Jacek Frąckiewicz

Personal information
- Full name: Jacek Frąckiewicz
- Date of birth: 19 September 1969 (age 55)
- Place of birth: Kwidzyn, Poland
- Height: 1.78 m (5 ft 10 in)
- Position(s): Striker

Senior career*
- Years: Team / Apps / (Gls)
- 1987–1988: Lechia Gdańsk / 11 / (2)
- 1988–1991: Eintracht Braunschweig / 15 / (1)
- 1992–1995: VfL Wolfsburg / 97 / (28)
- 1995–1996: 1. FC Union Berlin / 32 / (16)
- 1996–1998: Tennis Borussia Berlin / 31 / (5)
- Total:  / 186 / (52)

= Jacek Frąckiewicz =

Polish footballer (born 1969)

Jacek Frąckiewicz (born 19 September 1969) is a Polish former professional footballer who played as a striker.

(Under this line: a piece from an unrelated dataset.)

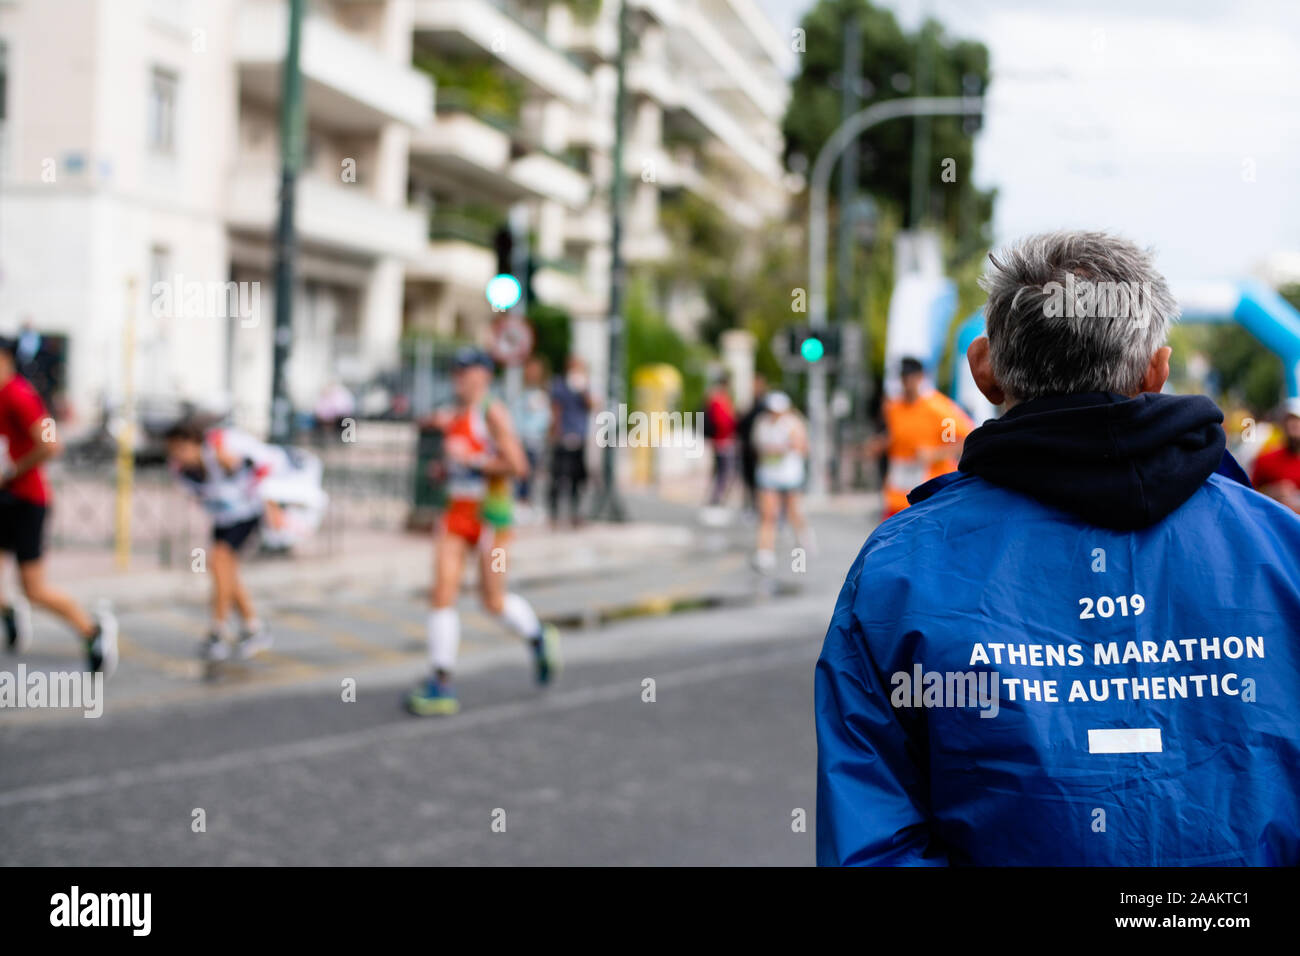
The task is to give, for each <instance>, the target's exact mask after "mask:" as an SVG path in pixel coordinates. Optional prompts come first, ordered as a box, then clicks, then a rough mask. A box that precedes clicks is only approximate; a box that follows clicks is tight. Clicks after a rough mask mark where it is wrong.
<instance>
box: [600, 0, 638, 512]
mask: <svg viewBox="0 0 1300 956" xmlns="http://www.w3.org/2000/svg"><path fill="white" fill-rule="evenodd" d="M628 1H629V0H621V3H620V4H619V52H617V59H616V60H615V69H616V70H617V77H619V83H617V92H616V94H615V96H614V181H612V183H611V186H610V313H608V317H607V323H608V334H610V356H608V381H607V382H606V395H607V406H606V407H607V408H608V410H610V411H612V412H615V414H617V411H619V406H620V405H621V403H623V375H624V373H623V364H624V363H623V284H624V280H625V276H624V267H623V194H624V189H625V178H624V173H623V140H624V135H625V130H624V127H625V125H627V124H625V117H624V113H625V111H627V100H628V81H627V68H628ZM616 451H617V449H616V447H615V445H614V444H612V442H611V444H607V445H606V446H604V449H603V458H602V462H601V466H602V479H603V480H602V488H601V494H599V497H598V498H597V502H595V507H594V509H593V510H591V516H593V518H597V519H601V518H603V519H607V520H611V522H623V520H627V511H625V510H624V507H623V501H621V498H620V497H619V485H617V481H619V476H617V462H616V458H615V453H616Z"/></svg>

Frąckiewicz, born in Sztum, played 11 games and scored two goals in the 1987–88 Ekstraklasa with Lechia Gdańsk in his native Poland before moving to Germany, aged 19, where he spent the rest of his career. In total, he amassed 17 goals in 83 2. Bundesliga appearances for Eintracht Braunschweig and VfL Wolfsburg and 21 goals in 63 Regionalliga Nordost games for 1. FC Union Berlin and Tennis Borussia Berlin.